ABOUTJATIM.COM – Harga minyak mentah dunia kembali mengalami kenaikan. Peningkatan ini terjadi seiring dengan berita tentang kesepakatan plafon utang Amerika Serikat (AS), yang berpotensi mencegah default oleh konsumen minyak utama di dunia.
Selain itu, pasar juga diperhatikan kenaikan suku bunga oleh Federal Reserve (The Fed), yang dapat mempengaruhi permintaan energi.
Dalam catatan yang dirilis oleh broker Liquidity Energy LLC, euforia atas kesepakatan utang mengalami penurunan karena kekhawatiran akan adanya kenaikan suku bunga oleh The Fed pada bulan Juni.
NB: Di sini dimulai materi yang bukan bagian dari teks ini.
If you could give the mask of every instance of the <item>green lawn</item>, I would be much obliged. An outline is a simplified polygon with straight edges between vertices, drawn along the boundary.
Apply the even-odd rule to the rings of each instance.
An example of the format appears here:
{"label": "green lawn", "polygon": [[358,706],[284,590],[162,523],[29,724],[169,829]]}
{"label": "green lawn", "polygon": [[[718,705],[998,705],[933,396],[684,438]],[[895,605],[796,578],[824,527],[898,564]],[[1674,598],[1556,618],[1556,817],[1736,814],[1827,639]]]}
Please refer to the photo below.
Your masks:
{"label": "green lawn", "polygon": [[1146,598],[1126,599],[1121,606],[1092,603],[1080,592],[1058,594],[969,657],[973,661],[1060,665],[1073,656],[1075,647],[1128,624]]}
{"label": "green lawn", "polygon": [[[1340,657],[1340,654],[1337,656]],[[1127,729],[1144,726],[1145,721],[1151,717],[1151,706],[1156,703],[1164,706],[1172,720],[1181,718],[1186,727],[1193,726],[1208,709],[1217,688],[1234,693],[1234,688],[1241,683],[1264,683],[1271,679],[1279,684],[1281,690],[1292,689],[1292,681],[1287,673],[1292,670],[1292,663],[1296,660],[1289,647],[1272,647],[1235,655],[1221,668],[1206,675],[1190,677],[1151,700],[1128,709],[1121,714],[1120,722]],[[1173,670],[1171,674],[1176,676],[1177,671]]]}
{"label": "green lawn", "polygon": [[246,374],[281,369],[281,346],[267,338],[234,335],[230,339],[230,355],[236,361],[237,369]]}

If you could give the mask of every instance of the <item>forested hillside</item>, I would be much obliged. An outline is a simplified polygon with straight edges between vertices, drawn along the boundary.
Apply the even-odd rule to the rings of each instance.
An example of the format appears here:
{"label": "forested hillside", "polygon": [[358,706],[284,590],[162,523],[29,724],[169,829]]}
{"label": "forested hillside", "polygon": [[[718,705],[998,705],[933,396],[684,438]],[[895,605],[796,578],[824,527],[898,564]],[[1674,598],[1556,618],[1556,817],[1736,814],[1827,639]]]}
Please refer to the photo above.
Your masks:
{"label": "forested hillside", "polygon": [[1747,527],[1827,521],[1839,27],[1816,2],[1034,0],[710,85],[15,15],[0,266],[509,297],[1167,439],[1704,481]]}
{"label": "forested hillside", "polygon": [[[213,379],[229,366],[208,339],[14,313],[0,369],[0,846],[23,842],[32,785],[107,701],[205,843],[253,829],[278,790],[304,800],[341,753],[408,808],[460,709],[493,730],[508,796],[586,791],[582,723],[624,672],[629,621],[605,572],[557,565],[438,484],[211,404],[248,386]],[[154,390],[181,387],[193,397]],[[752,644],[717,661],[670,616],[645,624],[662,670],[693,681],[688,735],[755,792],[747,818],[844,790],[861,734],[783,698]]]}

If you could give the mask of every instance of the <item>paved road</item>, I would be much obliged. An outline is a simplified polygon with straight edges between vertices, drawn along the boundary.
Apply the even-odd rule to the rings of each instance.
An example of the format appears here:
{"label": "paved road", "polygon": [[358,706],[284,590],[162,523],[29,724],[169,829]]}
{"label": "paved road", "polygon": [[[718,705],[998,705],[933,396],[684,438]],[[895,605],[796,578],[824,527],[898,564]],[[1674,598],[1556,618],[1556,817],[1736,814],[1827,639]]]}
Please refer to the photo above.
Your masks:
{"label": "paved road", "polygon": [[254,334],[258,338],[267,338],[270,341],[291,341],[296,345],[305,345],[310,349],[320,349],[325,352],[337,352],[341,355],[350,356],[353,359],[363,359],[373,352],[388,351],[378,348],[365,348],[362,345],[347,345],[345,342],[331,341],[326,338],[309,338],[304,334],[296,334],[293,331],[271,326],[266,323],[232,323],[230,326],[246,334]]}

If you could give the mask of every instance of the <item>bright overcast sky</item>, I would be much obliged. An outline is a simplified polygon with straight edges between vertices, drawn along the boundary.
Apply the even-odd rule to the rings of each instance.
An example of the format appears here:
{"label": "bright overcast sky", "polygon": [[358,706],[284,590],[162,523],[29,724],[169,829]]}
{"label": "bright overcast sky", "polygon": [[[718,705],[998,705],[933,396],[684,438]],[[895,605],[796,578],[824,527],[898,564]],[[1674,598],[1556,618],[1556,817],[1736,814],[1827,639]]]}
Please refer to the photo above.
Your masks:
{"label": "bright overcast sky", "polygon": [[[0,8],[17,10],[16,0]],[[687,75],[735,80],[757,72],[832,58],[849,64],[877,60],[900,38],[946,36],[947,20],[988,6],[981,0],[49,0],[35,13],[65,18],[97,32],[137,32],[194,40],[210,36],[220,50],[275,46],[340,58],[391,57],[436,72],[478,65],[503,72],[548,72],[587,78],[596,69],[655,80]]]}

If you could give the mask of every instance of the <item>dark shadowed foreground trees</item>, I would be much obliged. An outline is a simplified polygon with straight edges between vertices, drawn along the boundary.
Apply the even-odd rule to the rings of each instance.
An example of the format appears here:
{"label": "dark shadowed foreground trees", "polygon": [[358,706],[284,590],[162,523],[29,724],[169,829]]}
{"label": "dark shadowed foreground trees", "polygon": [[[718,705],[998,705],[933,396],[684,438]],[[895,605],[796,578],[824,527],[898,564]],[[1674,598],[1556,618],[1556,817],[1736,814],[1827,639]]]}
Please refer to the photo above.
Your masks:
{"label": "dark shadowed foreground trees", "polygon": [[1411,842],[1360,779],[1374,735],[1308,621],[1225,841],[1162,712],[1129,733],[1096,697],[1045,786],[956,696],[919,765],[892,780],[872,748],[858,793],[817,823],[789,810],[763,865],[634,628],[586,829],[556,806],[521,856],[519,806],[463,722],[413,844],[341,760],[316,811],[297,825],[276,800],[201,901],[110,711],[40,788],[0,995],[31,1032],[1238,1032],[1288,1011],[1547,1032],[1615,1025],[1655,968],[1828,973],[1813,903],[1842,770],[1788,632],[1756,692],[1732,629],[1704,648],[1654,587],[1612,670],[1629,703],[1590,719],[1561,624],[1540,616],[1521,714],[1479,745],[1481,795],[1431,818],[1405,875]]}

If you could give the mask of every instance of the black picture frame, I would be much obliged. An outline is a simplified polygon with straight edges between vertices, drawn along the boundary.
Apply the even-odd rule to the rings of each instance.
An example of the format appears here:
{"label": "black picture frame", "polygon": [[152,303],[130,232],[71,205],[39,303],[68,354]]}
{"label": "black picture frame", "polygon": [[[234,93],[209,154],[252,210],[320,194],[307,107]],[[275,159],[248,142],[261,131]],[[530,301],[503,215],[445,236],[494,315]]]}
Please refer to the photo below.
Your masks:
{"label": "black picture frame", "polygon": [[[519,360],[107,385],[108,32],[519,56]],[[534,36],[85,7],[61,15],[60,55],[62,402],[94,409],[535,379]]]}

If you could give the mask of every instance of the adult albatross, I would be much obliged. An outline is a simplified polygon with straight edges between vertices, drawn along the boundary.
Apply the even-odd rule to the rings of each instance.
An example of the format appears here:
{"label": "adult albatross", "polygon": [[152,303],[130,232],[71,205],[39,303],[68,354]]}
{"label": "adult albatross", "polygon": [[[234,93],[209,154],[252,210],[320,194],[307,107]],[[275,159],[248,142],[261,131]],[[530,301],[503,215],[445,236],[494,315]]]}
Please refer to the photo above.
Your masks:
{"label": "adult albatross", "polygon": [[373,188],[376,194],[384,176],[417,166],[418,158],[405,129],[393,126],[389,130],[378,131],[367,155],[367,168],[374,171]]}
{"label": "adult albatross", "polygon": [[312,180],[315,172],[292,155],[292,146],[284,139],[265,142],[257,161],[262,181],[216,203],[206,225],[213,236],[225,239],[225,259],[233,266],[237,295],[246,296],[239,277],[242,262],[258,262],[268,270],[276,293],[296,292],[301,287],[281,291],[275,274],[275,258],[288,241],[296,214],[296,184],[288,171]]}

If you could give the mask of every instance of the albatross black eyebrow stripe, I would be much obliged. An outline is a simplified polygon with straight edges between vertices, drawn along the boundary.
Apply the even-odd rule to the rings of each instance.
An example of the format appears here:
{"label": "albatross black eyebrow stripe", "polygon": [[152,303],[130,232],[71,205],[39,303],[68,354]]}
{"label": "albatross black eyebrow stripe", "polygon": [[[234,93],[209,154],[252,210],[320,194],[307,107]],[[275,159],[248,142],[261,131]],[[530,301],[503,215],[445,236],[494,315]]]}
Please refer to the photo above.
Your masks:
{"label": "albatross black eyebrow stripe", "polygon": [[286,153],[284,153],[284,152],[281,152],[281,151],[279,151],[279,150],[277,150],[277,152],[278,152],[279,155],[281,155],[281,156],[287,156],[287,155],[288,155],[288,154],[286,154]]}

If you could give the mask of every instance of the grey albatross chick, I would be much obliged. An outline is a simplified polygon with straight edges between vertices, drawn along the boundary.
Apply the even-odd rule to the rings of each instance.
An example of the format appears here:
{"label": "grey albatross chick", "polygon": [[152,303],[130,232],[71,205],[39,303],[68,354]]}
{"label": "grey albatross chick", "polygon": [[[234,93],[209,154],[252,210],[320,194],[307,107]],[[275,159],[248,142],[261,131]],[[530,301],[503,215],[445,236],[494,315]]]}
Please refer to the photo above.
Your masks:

Hal ini menjadi salah satu faktor yang mempengaruhi kenaikan harga minyak saat ini.
Dilansir dari Reuters, harga minyak mentah Brent berjangka naik sebesar 12 sen atau 0,2 persen menjadi USD 77,07 per barel.
Sementara itu, minyak mentah West Texas Intermediate AS mengalami kenaikan sebesar 25 sen atau 0,3 persen menjadi USD 72,92 per barel.
Dalam beberapa waktu terakhir, Presiden AS Joe Biden dan Ketua Dewan Perwakilan Rakyat Kevin McCarthy berhasil mencapai kesepakatan untuk menunda plafon utang sebesar USD 31,4 triliun dan membatasi pengeluaran pemerintah selama dua tahun ke depan.
Kedua pemimpin tersebut meyakini bahwa anggota parlemen dari Partai Demokrat dan Republik akan mendukung kesepakatan tersebut.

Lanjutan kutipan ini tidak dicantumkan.